Me.
I couldn’t breathe. I couldn't even think.
I just—I didn't understand.
And yet, I did understand. All too well.
I was their child.
Merlin. The Lady of the Lake. Their blood. Their magic.
The implications struck me like a bolt of lightning. My parents—the dairy farmers from the borderlands—weren’t my parents at all. Even if they had raised me, they weren’t my blood.
Even though I wanted to argue against the thoughts that were now plaguing my mind, I couldn't. Because this was the truth.
I felt dizzy. The mirror hadn’t just revealed my ancestral connection; it had torn the veil from my identity. I wasn't just a woman in disguise. Not just a spy. Not just someone with untamed water magic who’d learned to survive.
I was the daughter of two of the most powerful magical beings in history. I was legacy itself.

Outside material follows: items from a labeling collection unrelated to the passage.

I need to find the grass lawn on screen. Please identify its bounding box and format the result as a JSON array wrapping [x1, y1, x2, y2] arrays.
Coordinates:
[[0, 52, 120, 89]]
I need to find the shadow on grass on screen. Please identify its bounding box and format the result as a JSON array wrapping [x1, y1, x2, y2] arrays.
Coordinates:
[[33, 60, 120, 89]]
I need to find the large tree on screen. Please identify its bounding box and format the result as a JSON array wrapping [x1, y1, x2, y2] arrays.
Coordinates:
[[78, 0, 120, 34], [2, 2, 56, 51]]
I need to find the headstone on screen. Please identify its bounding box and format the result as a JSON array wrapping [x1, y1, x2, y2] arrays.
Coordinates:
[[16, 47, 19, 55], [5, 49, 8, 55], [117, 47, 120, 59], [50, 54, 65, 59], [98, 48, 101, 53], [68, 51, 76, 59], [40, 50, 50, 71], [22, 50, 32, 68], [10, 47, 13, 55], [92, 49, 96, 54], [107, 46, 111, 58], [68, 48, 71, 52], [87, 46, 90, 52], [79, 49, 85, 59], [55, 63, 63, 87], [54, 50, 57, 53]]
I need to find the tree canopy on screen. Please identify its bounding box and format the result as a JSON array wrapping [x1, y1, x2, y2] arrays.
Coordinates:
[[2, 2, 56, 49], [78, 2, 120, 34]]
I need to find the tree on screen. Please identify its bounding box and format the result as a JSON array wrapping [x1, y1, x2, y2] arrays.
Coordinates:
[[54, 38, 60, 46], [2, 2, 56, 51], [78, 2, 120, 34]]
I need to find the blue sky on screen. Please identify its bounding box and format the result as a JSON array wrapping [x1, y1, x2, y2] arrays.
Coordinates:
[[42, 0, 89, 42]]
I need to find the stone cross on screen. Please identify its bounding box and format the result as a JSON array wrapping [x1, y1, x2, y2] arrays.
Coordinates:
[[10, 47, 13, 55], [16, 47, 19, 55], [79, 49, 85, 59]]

More images flashed. Battles. Incantations. A hidden cradle. A whisper of names not meant to be spoken aloud. A farewell. A promise.
The Lady’s eyes shimmered with sorrow as she kissed the child’s,my, forehead. And then I felt the weight of the spell that transferred to me as soon as her lips touched my face. A binding—something that ensured my magic would not manifest until my twentieth year.
Merlin was suddenly nowhere to be seen. As I watched the visions unfold before me, the Lady placed the infant in the care of a childless couple—my parents. There were tears in her eyes when she left me.
Something flickered.
A new vision emerged.
Merlin stood at the borders of a realm veiled in mist—desperate, searching. His storm-gray eyes scanned the shifting fog beyond the ancient Standing Stones. Arms outstretched, fingers splayed, as if he could reach across the veil and pull me back to him. His midnight-blue robes whipped around him in aninvisible wind, the constellations stitched into the fabric shifting restlessly—as if echoing his anguish.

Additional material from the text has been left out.